Challenges we ran into The biggest temptation early on was to fine-tune a model — BioBERT with a LoRA on entity extraction. It would have been ML-flashy, and with my D-Prime background it was within reach. But twelve hours of solo build and I'd have ended up with a model whose evals I couldn't trust, and no time to build the patient-facing UI that is the product. The hardest call of the weekend was deciding the engineering leverage was in system design and source-grounding, not in training a model. Source highlighting was harder than expected. Getting Claude to return the exact verbatim string — not a paraphrase, not a near-match, not a slightly-cleaned-up version — took a few prompt iterations and an explicit "return the substring as it appears character-for-character, including any typos" instruction. Without that, Ctrl-F over the page text fails silently and the entire trust feature breaks. Severity calibration was the third tricky one. The default LLM behavior is to over-flag — everything looks "concerning" if you ask it to assess medical events. We had to be specific in the prompt about what each severity tier means and give few-shot examples per tier so the timeline didn't become a wall of red. Accomplishments that we're proud of

Every claim on the timeline links back to its source. No hallucinated medical events. The patient can verify everything. Built solo, end-to-end, in twelve hours: extraction pipeline, plain-language translation, severity coloring, source-linking, eval harness, and the patient-facing UI. The eval harness actually caught regressions during the build — twice we changed the extraction prompt and saw recall on lab events drop, and rolled back. That feedback loop is rare in a hackathon project. The hero demo case (chronic back pain across 5 specialists) reads cleanly: 30 input documents collapse to a 14-event timeline, and the path of escalating treatment is visible at a glance for the first time.
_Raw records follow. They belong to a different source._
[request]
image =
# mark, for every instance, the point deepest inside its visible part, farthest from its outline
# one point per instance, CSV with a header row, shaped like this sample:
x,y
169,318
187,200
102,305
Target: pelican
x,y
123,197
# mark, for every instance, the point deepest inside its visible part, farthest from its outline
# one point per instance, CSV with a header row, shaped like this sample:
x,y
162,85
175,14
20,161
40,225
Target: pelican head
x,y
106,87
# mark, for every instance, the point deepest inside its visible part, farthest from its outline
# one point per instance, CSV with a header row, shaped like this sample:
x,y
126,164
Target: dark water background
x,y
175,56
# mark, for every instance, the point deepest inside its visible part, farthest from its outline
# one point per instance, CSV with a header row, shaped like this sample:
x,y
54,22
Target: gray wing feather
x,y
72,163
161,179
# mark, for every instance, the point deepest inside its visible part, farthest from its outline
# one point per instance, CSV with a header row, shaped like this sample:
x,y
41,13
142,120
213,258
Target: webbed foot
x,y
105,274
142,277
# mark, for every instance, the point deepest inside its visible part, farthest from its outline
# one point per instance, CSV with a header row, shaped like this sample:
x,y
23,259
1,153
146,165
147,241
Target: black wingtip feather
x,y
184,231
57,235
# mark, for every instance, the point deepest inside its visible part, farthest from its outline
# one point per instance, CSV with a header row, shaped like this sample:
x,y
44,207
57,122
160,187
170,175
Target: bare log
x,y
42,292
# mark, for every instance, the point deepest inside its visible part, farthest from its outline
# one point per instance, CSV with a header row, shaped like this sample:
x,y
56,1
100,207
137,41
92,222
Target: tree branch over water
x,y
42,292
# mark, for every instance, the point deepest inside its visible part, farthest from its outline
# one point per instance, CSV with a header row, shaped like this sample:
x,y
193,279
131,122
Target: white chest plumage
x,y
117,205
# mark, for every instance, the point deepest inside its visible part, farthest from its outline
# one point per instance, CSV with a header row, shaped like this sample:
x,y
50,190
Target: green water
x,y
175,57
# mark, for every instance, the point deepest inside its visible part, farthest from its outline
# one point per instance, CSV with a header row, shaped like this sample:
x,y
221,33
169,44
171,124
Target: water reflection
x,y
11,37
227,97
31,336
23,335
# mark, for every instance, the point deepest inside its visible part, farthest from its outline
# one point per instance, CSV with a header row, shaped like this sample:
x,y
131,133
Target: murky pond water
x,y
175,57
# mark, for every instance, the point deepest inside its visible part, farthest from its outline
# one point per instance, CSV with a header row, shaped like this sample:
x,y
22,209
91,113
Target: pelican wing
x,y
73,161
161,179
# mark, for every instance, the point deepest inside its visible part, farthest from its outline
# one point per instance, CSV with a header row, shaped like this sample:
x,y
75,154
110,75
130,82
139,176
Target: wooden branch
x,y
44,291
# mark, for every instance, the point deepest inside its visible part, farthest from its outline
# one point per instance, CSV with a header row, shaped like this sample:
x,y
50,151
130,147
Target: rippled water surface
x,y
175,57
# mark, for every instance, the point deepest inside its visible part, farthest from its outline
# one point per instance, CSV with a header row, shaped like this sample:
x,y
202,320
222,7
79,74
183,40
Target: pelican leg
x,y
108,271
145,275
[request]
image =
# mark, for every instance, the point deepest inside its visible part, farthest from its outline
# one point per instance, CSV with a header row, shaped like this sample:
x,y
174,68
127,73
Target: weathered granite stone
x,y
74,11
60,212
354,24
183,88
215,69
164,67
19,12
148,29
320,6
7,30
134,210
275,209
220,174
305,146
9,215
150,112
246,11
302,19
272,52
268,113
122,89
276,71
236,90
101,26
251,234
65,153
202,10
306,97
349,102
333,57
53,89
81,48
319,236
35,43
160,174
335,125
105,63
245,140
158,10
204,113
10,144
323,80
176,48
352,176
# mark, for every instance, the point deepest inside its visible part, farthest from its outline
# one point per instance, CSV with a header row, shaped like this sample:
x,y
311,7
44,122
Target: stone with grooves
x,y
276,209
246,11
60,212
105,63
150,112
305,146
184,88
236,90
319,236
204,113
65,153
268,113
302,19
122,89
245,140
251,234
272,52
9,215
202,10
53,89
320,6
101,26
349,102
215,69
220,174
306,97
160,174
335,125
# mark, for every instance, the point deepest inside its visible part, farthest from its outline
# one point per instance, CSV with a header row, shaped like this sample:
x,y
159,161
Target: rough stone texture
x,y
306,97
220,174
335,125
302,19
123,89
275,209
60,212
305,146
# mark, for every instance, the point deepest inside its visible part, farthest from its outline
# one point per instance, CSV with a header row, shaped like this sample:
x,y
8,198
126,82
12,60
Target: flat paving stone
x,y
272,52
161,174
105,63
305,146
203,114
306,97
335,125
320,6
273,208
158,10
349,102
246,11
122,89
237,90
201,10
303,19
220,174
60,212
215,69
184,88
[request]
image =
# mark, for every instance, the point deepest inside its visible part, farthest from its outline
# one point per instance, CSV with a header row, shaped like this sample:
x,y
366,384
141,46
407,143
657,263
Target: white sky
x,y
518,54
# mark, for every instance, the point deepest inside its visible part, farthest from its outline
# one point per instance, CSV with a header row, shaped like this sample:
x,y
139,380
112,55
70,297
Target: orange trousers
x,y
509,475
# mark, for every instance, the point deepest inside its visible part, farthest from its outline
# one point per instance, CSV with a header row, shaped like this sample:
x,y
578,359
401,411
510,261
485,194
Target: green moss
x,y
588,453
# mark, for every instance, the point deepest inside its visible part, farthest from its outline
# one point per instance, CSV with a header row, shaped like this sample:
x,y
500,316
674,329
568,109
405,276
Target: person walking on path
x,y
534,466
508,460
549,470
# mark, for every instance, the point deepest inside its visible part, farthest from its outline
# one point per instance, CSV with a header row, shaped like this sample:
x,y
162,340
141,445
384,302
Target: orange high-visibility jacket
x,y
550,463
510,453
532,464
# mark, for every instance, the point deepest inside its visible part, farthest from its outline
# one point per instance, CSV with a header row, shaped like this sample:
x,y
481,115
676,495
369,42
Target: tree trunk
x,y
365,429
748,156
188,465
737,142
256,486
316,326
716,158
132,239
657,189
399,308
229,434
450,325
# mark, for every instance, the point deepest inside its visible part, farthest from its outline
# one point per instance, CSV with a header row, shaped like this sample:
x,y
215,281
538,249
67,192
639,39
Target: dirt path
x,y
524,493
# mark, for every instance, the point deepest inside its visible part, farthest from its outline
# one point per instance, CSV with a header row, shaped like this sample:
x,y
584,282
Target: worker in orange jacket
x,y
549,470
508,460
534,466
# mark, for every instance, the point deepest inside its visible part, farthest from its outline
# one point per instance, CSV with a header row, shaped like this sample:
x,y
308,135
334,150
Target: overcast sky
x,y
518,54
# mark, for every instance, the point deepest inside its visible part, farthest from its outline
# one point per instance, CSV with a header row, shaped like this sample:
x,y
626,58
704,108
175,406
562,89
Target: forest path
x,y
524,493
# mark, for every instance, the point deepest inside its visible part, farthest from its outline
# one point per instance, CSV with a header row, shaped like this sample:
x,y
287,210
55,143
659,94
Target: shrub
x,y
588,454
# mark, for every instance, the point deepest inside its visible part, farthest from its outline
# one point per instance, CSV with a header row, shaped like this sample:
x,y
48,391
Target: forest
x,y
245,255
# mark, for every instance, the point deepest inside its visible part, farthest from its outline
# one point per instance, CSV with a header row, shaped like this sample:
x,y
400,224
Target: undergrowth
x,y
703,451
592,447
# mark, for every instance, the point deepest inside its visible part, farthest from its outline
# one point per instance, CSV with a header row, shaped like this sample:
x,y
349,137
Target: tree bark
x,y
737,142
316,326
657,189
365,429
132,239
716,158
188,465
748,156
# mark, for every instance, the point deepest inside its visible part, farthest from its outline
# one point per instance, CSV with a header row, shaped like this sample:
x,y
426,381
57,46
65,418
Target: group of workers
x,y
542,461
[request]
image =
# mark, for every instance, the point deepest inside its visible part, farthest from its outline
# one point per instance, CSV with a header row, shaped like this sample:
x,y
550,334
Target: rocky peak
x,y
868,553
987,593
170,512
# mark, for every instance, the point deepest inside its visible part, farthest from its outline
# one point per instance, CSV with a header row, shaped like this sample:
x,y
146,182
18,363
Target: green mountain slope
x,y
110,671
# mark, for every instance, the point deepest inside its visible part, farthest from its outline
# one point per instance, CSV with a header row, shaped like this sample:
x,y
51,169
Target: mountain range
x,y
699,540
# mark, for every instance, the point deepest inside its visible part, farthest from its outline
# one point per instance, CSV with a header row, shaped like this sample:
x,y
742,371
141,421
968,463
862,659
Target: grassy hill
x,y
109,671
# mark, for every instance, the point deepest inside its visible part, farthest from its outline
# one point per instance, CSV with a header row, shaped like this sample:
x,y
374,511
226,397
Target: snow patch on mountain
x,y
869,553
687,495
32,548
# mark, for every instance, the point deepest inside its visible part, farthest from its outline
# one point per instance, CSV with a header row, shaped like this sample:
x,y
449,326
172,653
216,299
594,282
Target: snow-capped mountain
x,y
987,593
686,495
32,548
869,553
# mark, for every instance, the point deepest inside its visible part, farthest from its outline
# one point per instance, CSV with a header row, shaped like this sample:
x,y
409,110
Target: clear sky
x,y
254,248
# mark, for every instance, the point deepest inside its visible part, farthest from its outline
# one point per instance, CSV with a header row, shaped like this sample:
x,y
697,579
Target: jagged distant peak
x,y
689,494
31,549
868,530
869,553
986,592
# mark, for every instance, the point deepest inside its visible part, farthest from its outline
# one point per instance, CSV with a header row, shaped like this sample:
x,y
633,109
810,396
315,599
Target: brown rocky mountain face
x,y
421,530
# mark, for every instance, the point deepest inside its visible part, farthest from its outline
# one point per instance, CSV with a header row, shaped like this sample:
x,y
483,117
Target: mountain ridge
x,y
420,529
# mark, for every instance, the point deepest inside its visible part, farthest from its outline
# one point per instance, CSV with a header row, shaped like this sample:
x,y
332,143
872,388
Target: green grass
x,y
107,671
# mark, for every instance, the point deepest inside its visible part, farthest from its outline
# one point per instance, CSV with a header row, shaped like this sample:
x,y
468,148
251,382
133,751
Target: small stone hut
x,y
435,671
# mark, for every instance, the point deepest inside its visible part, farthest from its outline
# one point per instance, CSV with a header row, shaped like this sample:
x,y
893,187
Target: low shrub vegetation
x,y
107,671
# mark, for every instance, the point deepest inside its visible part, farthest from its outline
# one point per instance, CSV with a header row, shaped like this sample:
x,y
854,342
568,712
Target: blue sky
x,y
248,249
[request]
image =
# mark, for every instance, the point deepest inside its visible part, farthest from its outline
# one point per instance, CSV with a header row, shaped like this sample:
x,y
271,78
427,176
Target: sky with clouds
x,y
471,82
What we learned Source-grounding beats model-tuning at the timescale of a hackathon. Twelve hours is enough to design a JSON schema that makes a feature trivial; it is not enough to fine-tune a model whose evals you can trust. Patient-facing health tools live or die on trust, and trust comes from verifiability. Severity color-coding is useless if the patient suspects the colors are made up. The click-back feature isn't a polish item — it's the trust layer that makes the rest of the product believable. Plain-language translation is not the same problem as summarization. A patient does not want shorter text. They want the same information in words they understand, with the medical term still available if they want it. What's next for Chronical

Direct portal integration. Right now Chronical takes uploaded PDFs. Next is FHIR / Epic MyChart pull so the timeline builds itself from the patient's existing records. Caregiver mode. A patient often delegates medical reading to a family member — a parent, a partner, an adult child. Chronical needs a shared-access mode that respects HIPAA and consent. Specialist briefing export. A one-page "what you need to know about this patient" view, generated from the timeline, that a patient can hand a new doctor to start a visit already up to speed. Better eval coverage. Three hand-labeled cases is enough for a hackathon and not enough for production. The next version needs a real evaluation set across condition types, document types, and document quality (clean PDFs vs. faxed scans vs. handwritten notes).